Jupyter-LC_wrapper, we call lc_wrapper, is a wrapper kernel that relay the code and messages between the ipython kernel and the notebook server. The original ipython kernel is hard to use at the time of huge output. The behavior of the browser slows down, and it stops working at the worst. The lc_wrapper resolved this difficulty by summarizing the data sent to the notebook server. And, if you are planning to distribute notebooks, you should avoid printing secret information (ex. secret-key, telephone-no., etc) in the notebooks. The lc_wrapper has the ability to mask specified patterns in notebooks and log files.
The lc_wrapper has several features shown below:
- Turn on and off this summarize features easily.
- It is summarized that the contents displayed on the output area of the notebook.
- The specified keywords can be checked.
- The output results are saved in the files with the executed history.
- Secrets words that specified by "pattern regexp" are masked with '***...'.
- Jupyter Notebook 4.2.x
- Python2.7
- (Optional) Jupyter-LC_nblineage and Jupyter-multi_outputs ... to track relation between output file and cell (MEME)
Note: Jupyter-LC_wrapper is prepared for Python and bash at this moment.
To install lc_wrapper
by pip:
pip install git+https://github.com/NII-cloud-operation/Jupyter-LC_wrapper
python -m lc_wrapper.ipython.install
If you'd like to use with bash kernel, you can install lc_wrapper for bash kernel as follows:
python -m lc_wrapper.bash.install
In order to save output files with cell MEMEs, you should install and enable Jupyter-LC_nblineage and Jupyter-multi_outputs.

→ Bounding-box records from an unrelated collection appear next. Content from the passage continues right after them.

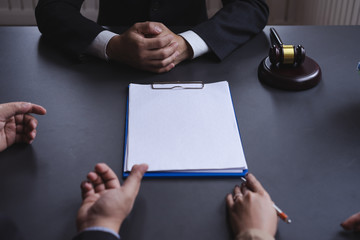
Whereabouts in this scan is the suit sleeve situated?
[192,0,269,60]
[72,231,119,240]
[35,0,104,57]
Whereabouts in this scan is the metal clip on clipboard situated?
[151,81,204,90]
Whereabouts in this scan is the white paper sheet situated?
[124,81,247,172]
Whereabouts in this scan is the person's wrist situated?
[176,35,194,62]
[106,35,121,60]
[77,218,122,232]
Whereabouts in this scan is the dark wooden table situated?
[0,26,360,240]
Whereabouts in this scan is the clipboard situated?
[123,81,248,178]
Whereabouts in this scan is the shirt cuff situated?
[86,30,118,60]
[235,228,275,240]
[83,226,120,239]
[179,31,210,59]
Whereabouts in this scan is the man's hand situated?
[0,102,46,152]
[76,163,148,232]
[226,174,278,236]
[341,212,360,232]
[106,22,179,73]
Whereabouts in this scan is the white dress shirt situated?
[86,30,210,60]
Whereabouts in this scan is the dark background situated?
[0,26,360,240]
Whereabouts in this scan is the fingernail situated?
[154,26,162,33]
[22,102,31,108]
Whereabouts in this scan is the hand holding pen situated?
[226,174,278,238]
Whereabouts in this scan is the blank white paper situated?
[124,81,247,172]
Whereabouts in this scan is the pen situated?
[241,177,291,223]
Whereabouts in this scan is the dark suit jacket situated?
[0,214,23,240]
[73,231,118,240]
[35,0,269,60]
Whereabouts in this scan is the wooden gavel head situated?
[269,45,305,66]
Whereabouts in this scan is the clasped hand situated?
[106,22,193,73]
[0,102,46,152]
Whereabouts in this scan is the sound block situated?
[258,57,321,91]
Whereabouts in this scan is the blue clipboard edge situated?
[122,83,248,178]
[123,169,248,178]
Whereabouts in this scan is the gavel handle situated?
[270,28,283,47]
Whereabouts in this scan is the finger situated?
[233,185,243,202]
[80,181,95,199]
[15,129,36,144]
[24,114,39,131]
[341,213,360,231]
[95,163,120,189]
[240,182,250,195]
[15,115,38,134]
[226,193,234,209]
[147,42,179,60]
[142,63,175,73]
[87,172,105,193]
[246,173,266,193]
[123,164,148,197]
[134,22,162,35]
[0,102,46,120]
[28,103,46,115]
[144,34,174,49]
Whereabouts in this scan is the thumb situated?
[0,102,31,120]
[341,213,360,231]
[123,164,148,199]
[136,22,162,36]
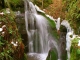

- Jupyter-LC_nblineage ... See Jupyter-LC_nblineage/README
- Jupyter-multi_outputs ... See Jupyter-multi_outputs/README
Jupyter-LC_wrapper has the frontend extension for recording log file history as cell metadata.
To install the extension, copy its files into the jupyter server's search directory.
jupyter nbextension install --py lc_wrapper --user
To use the extension, you will also need to enable it.
jupyter nbextension enable --py lc_wrapper --user
Replace KernelManager for customized shutdown_kernel()
behavior.
Append the below line to jupyter_notebook_config.py
.
c.MultiKernelManager.kernel_manager_class = 'lc_wrapper.AsyncLCWrapperKernelManager'
If you want to completely replace the Python or Bash kernel in the kernel selection list with the wrapper kernel,
you can use the custom kernel spec manager (lc_wrapper.LCWrapperKernelSpecManager
).
This custom kernel spec manager provides another kernel spec list that is separated from the default kernel spec list.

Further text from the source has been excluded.